Jumat, 19 Agustus 2011

Tour de Jatim, Day III, Part I: Papuma – Kalibaru


Hari ini diawali dengan kedinginan di surau. Melihat jam dan ternyata masih jam tiga pagi, langsung saja kuambil sb agar tidak kedinginan. Rencananya perjalanan dilanjutkan waktu subuh tiba dan alarm pun sudah diset pada jam setengah lima. Ternyata adzan subuh sudah berkumandang jam 4 pagi di Jember, langsung saja aku beres-beres merapikan barang. Karena masih disekitar sawah dan gelap, arah perjalanan pun hanya terus dilanjutkan saja ke timur hingga akhirnya menemukan perkampungan dan sampai di jalan besar. Di jalan besar ini aku hanya bolak-balik memastikan apakah jalannya benar atau salah. Ternyata jalan yang diambil adalah jalan yang benar. Di jalan kulihat di depan saja berkabut, pantas saja malamnya terasa dingin, secara dipikaranku sudah terpatri kalau dataran rendah itu panas :p.

Akhirnya sampai juga di pertigaan yang ada petunjuk arah ke pantai Papuma. Akan tetapi ketika berbelok jalannya ditutup palang. Karena kebingungan jalan ditutup, akhirnya mencari info di internet dan mendapat pencerahan apabila untuk menuju Papuma bisa masuk melalui Pantai Watu Ulo. Perjalanan dilanjutkan ke selatan dan akhirnya sampai ke Watu Ulo dan dilanjutkan ke Papuma.
Papuma
Pantai Watu Ulo merupakan pantai yang berada di sebelah timur pantai Papuma dan mempunyai pasir warna hitam. Sepertinya jalan yang tadi menunjuk ke Papuma adalah jalan langsung agar pengunjung tidak membayar retribusi dua kali untuk masuk ke Watu Ulo dan ke Papuma, tapi tentu saja karena masih pagi aku tidak membayar keduanya :D. Dari pos retribusi Papuma, jalan selanjutnya berupa jalan menanjak menaiki bukit dan nantinya turun ke pantai.
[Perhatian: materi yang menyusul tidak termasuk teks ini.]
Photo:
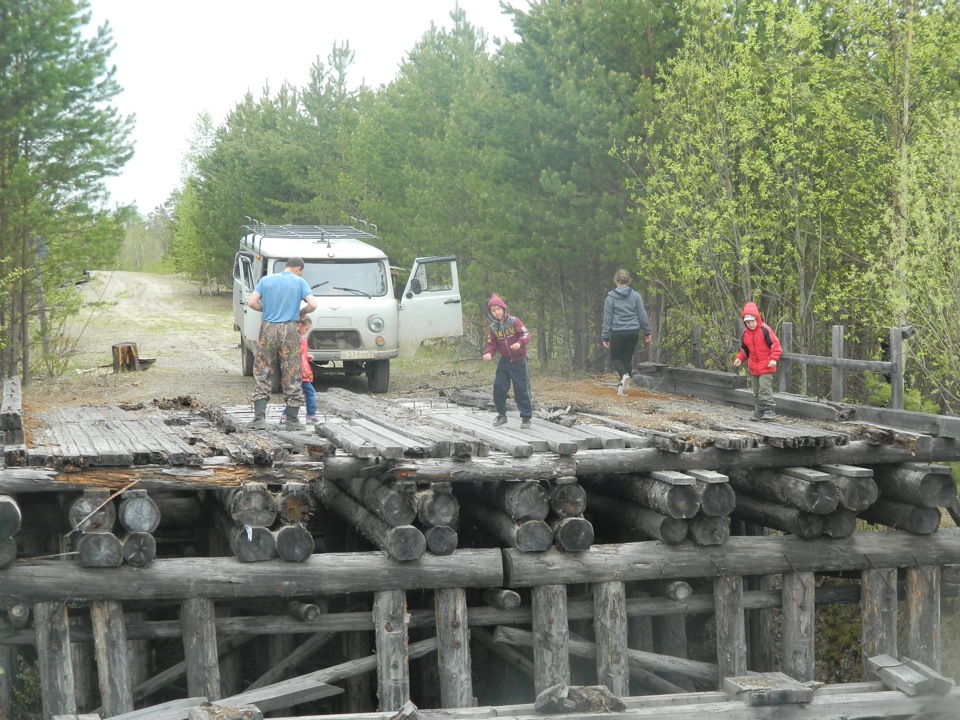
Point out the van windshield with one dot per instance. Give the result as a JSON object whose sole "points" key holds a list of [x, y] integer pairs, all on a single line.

Ketika menurun akan terlihat pemandangan pantai Papuma yang berada di sebelah timur.

Papuma terletak di kecamatan Ambulu dan Wuluhan, Kabupaten Jember. Papuma merupakan akronim dari Pasir Putih Malikan. Walau pantai di sebelahnya yaitu Watu Ulo berpasir hitam, namun Pantai Papuma ini berpasir putih. Papuma merupakan pantai yang berupa tanjung. Pantainya terletak di sebelah barat dan timur tanjung ini. Ketika sampai di area pantai sebelah timur, aku langsung saja ikutan parkir di dekat pantai mengikuti pengunjung lain. Saat itu kapal-kapal nelayan sedang berlabuh setelah menangkap ikan. Pagi itu pantai tersebut sudah ramai, bahkan ada banyak fotografer berdatangan. Membandingkan kamera orang-orang itu yang DSLR yang kadang dilengkapi perangkat tambahan dengan kameraku yang ya begitulah membuat agak sirik, apalagi waktu itu juga ada anak kecil yang menggunakan DSLR XD.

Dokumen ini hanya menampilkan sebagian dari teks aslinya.